Joël-François Durand (1954)

L'Exil du feu (1989)

pour ensemble et électronique

œuvre électronique, Ircam

  • Informations générales
    • Date de composition : 1989
    • Durée : 20 mn
    • Éditeur : Durand, Paris, nº D et F 14527
    • Commande : Ircam-Centre Pompidou
Effectif détaillé
  • 2 flûtes (aussi 1 flûte piccolo), 1 hautbois, 1 clarinette, 1 clarinette basse, 2 bassons (aussi 1 contrebasson), 1 cor, 2 trompettes, 1 trombone, 2 percussionnistes, 1 piano (aussi 1 célesta), 1 contrebasse

Information sur la création

  • Date : 23 mai 1991
    Lieu :

    Paris, Centre Georges-Pompidou


    Interprètes :

    l'Itinéraire, direction : Mark Foster.

Information sur l'électronique
Information sur le studio : Ircam
RIM (réalisateur(s) en informatique musicale) : Zack Settel
Dispositif électronique : dispositif électronique non spécifié

Note de programme

Je tiens à remercier chaleureusement plusieurs personnes avec lesquelles j'ai eu des contacts fréquents pour la réalisation de cette œuvre : Marc Battier qui a donné la première impulsion et qui a si souvent arrondi les angles par la suite, Miller Puckette pour son logiciel MAX et ses conseils d'utilisation impromptus, et aussi, bien sûr, mon assistant Zack Settel pour toute son aide, aussi bien technique que musicale, et pour les réserves d'imagination qu'il a déployées depuis le début du projet.
Joël-François Durand

Depuis de nombreuses années, Joël-François Durand travaille sur la notion de processus de révélation. Cette idée selon laquelle le matériau musical de base n'apparaît qu'à la fin du déroulement de l'œuvre a déjà produit trois œuvres : So er pour 20 instruments, Lichtung pour 10 instruments et Die Innere Grenze pour sextuor à cordes. Il s'agit donc, initialement, de jouer avec le matériau jusqu'à sa révélation ultime.
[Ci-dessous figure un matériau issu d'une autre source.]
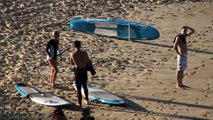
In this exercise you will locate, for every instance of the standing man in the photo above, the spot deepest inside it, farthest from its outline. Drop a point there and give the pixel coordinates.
(51, 49)
(79, 59)
(180, 46)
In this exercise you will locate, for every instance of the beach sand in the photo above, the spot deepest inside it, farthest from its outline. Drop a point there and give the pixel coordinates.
(142, 73)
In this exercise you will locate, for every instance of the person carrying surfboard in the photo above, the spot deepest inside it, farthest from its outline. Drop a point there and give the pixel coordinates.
(51, 49)
(79, 59)
(180, 46)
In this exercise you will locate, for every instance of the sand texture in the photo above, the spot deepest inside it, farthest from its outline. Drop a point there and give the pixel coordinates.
(142, 73)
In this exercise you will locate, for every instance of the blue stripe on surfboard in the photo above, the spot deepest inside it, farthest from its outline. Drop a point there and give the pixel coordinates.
(114, 102)
(138, 31)
(19, 90)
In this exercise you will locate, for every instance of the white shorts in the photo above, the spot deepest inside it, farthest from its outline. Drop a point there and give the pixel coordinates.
(181, 62)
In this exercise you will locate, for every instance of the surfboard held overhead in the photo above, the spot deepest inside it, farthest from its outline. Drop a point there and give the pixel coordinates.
(115, 28)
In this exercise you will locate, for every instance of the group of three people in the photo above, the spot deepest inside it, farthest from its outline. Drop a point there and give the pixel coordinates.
(79, 59)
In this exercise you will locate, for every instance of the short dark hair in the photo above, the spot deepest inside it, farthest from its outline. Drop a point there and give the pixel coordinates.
(77, 44)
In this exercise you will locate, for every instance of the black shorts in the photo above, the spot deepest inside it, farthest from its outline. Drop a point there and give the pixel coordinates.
(81, 75)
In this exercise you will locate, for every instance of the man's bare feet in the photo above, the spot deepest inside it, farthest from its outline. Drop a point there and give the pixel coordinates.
(179, 87)
(86, 102)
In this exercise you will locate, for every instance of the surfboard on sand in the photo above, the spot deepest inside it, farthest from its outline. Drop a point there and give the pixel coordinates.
(39, 96)
(115, 28)
(100, 95)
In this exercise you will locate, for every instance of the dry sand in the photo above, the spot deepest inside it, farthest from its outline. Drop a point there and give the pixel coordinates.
(142, 73)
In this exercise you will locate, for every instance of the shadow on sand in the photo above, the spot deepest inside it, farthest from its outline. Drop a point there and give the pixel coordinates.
(132, 107)
(169, 46)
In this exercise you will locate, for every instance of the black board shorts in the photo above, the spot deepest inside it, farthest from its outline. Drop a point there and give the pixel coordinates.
(80, 75)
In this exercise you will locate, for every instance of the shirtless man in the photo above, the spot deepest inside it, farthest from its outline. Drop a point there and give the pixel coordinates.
(79, 59)
(180, 46)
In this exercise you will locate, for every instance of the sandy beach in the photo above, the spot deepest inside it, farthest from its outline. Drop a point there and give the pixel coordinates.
(142, 73)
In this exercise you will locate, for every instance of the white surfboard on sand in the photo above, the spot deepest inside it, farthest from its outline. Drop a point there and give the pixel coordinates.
(39, 96)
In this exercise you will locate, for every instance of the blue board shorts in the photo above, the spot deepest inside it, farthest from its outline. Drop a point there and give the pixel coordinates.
(181, 62)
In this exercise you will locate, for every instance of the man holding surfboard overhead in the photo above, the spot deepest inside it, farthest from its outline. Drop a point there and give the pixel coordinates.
(51, 50)
(79, 59)
(180, 46)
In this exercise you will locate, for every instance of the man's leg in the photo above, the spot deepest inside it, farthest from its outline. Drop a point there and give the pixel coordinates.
(78, 86)
(85, 92)
(179, 79)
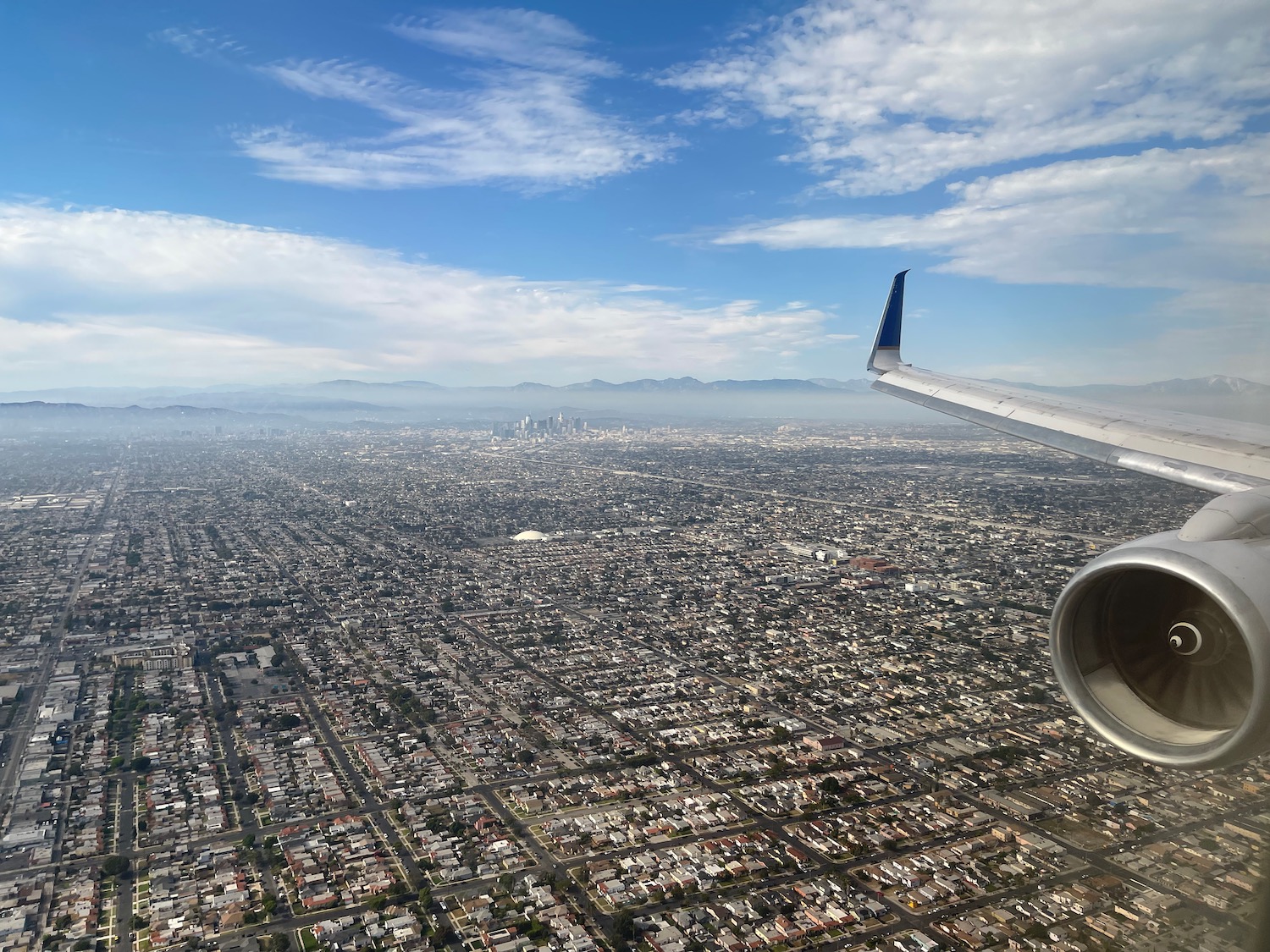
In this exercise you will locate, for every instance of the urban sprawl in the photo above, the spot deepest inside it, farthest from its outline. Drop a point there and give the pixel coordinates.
(576, 688)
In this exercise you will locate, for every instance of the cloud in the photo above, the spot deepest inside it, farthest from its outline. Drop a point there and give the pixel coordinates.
(520, 129)
(528, 38)
(201, 42)
(1194, 223)
(1186, 220)
(102, 294)
(518, 117)
(886, 98)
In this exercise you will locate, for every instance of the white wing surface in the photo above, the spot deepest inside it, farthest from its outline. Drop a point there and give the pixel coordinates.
(1221, 456)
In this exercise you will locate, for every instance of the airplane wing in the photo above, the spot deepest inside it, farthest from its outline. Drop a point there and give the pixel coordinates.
(1219, 456)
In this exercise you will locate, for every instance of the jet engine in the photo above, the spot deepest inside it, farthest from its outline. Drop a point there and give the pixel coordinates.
(1162, 645)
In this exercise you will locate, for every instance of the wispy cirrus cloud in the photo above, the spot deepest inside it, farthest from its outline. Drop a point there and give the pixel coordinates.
(886, 98)
(1191, 223)
(525, 38)
(518, 129)
(101, 294)
(201, 42)
(520, 114)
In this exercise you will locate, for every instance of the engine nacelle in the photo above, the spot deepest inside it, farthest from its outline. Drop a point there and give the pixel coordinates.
(1162, 645)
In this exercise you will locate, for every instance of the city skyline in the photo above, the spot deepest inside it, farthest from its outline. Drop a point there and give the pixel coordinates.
(482, 195)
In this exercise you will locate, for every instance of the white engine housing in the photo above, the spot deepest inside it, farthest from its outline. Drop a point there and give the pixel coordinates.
(1162, 645)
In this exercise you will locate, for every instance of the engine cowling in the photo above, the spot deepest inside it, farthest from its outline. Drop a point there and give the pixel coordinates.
(1162, 645)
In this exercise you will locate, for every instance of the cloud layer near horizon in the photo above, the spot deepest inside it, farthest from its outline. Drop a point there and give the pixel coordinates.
(101, 294)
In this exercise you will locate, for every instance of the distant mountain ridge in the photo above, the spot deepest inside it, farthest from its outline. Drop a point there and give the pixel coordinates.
(642, 401)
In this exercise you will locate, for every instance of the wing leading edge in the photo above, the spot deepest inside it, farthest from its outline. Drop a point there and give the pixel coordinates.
(1219, 456)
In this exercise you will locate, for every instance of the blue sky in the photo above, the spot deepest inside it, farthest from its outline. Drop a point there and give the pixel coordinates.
(251, 192)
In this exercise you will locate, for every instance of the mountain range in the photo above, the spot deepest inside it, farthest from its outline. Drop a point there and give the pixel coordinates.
(640, 401)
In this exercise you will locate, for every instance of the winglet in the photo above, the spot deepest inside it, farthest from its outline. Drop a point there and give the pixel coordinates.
(886, 353)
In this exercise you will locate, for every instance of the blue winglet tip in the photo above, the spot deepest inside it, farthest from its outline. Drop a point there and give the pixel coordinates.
(886, 353)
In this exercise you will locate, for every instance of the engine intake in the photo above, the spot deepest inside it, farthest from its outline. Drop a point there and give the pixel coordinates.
(1162, 645)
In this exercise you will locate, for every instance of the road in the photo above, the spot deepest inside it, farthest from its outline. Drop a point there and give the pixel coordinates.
(960, 520)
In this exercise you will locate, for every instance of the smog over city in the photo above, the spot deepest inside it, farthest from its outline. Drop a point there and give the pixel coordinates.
(460, 487)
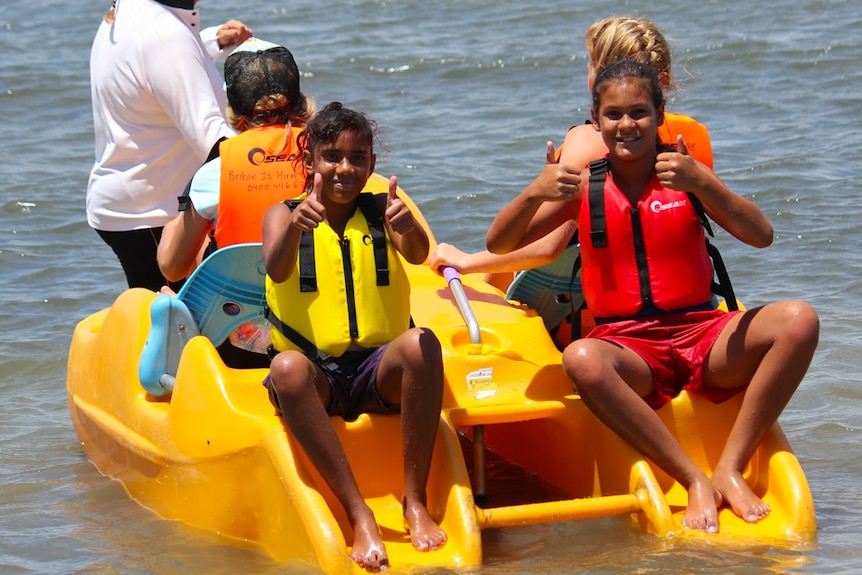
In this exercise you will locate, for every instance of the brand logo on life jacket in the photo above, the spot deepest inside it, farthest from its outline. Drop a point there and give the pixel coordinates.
(658, 207)
(258, 156)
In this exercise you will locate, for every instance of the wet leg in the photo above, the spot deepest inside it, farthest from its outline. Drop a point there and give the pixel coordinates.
(303, 392)
(411, 373)
(611, 380)
(772, 348)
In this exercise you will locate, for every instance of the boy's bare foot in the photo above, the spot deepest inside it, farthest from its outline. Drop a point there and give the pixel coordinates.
(738, 494)
(702, 511)
(368, 551)
(425, 534)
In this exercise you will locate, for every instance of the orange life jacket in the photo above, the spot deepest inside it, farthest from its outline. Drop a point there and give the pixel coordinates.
(259, 167)
(694, 134)
(649, 255)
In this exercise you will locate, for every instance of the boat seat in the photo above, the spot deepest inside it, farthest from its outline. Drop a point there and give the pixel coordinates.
(224, 292)
(549, 289)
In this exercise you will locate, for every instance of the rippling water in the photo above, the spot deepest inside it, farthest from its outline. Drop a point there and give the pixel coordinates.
(467, 92)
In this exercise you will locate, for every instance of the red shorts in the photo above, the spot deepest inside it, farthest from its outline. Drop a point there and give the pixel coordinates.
(675, 347)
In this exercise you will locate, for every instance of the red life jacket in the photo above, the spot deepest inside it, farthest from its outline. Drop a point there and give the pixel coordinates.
(650, 255)
(259, 167)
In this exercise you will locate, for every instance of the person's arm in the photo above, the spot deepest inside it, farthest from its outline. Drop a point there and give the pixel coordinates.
(739, 216)
(582, 145)
(538, 253)
(220, 41)
(544, 205)
(196, 105)
(408, 237)
(181, 243)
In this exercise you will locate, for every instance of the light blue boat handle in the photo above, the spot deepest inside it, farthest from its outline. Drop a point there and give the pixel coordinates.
(454, 281)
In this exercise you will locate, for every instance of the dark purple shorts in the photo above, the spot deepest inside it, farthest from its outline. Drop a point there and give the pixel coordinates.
(352, 385)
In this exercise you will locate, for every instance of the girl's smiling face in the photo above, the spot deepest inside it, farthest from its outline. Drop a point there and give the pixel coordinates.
(627, 118)
(345, 166)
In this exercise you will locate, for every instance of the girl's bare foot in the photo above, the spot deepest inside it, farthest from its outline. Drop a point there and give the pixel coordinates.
(425, 534)
(702, 511)
(368, 551)
(738, 494)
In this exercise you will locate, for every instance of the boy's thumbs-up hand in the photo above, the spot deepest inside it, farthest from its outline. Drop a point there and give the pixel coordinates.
(311, 211)
(397, 213)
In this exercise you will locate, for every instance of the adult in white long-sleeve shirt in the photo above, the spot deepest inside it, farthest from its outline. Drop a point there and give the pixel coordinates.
(158, 111)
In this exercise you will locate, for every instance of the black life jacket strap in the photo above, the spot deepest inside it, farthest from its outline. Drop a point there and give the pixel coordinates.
(598, 231)
(723, 288)
(305, 263)
(377, 228)
(309, 349)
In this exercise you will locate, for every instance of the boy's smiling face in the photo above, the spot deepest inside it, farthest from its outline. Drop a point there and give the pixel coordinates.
(345, 167)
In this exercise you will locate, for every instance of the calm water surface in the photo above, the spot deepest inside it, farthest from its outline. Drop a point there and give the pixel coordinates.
(467, 92)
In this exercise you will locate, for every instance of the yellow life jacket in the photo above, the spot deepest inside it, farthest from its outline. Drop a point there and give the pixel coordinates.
(338, 294)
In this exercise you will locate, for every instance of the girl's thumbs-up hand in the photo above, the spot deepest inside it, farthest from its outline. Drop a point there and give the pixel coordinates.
(397, 213)
(678, 170)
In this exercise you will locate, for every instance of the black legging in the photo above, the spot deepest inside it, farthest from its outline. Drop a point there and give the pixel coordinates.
(136, 250)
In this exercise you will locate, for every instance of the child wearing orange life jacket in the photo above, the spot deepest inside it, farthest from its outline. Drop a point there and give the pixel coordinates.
(654, 337)
(260, 166)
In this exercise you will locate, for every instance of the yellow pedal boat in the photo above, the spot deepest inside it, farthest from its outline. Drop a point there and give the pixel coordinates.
(211, 452)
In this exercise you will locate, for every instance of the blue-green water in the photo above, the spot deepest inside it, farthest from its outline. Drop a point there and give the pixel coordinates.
(467, 93)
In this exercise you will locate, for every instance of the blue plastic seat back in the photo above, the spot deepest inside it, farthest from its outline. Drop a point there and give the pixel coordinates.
(226, 290)
(549, 289)
(171, 327)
A l'instar de ce projet, L'Exil du feu propose effectivement un matériau de base qui représente une sorte de réservoir des fonctions mélodiques et harmoniques, mais le phénomène de révélation est systématiquement différé, de sorte qu'il ne nous est jamais « révélé ». Du point de vue formel, cette œuvre laisse apparaître deux moments distincts (ou deux parties) ; l'une mélodique (écriture horizontale), se déployant dans un tempo lent, l'autre davantage harmonique (écriture verticale), quittant progressivement le tempo lent pour gagner un élan pulsatoire plus rapide, et surtout, plus dynamique. Pour Joël-François Durand, la première section est musicalement la plus proche du « centre ». Par la suite, le discours ne parvient pas à se reconstruire, à retrouver son unité originale pour atteindre réellement son dévoilement. Cette remarque détermine un aspect important de la forme construite sur une succession de cycles harmoniques et mélodiques : le premier cycle est constitué d'une longue courbe mélodique qui se trouve progressivement enrichie d'accords et de polyphonies secondaires.

C'est à ce niveau que les transformations électroniques se glissent dans le matériau et agissent sur lui, tantôt pour aliéner les éléments mélodiques de leur origine, tantôt pour les en rapprocher. Le travail à l'ordinateur a consisté à créer des matériaux de hauteurs transformées suivant un principe de transposition variable.Ainsi, des courbes mélodiques apparaissant à certains endroits sont-elles « modulées » — au sens où en modulation de fréquence, la fréquence porteuse est modulée par la fréquence modulante — les unes par les autres.

Cette écriture intègre la perception en réalisant des interpolations entre les matériaux originaux transformés jouant un rôle ambigu dans le processus formel, puisqu'il est possible de retrouver ça et là dans la pièce le profil original d'une mélodie affecté d'intervalles et de rythmes différents. La perception distanciée de son point d'origine est liée à la réminiscence.Le titre de l'œuvre – Exil du feu – devient alors éloquent d'une démarche métaphorique où la puissance créatrice (le feu) générant la poussée dyonisiaque du matériau est éloignée du centre (exil). Cette analogie tient lieu de fonction programmatique et formelle.

Note : citations de Joël-François Durand en italique

Danielle Cohen-Levinas, programme du concert Itinéraire, les 23 et 24 mai 1991, Centre Georges-Pompidou.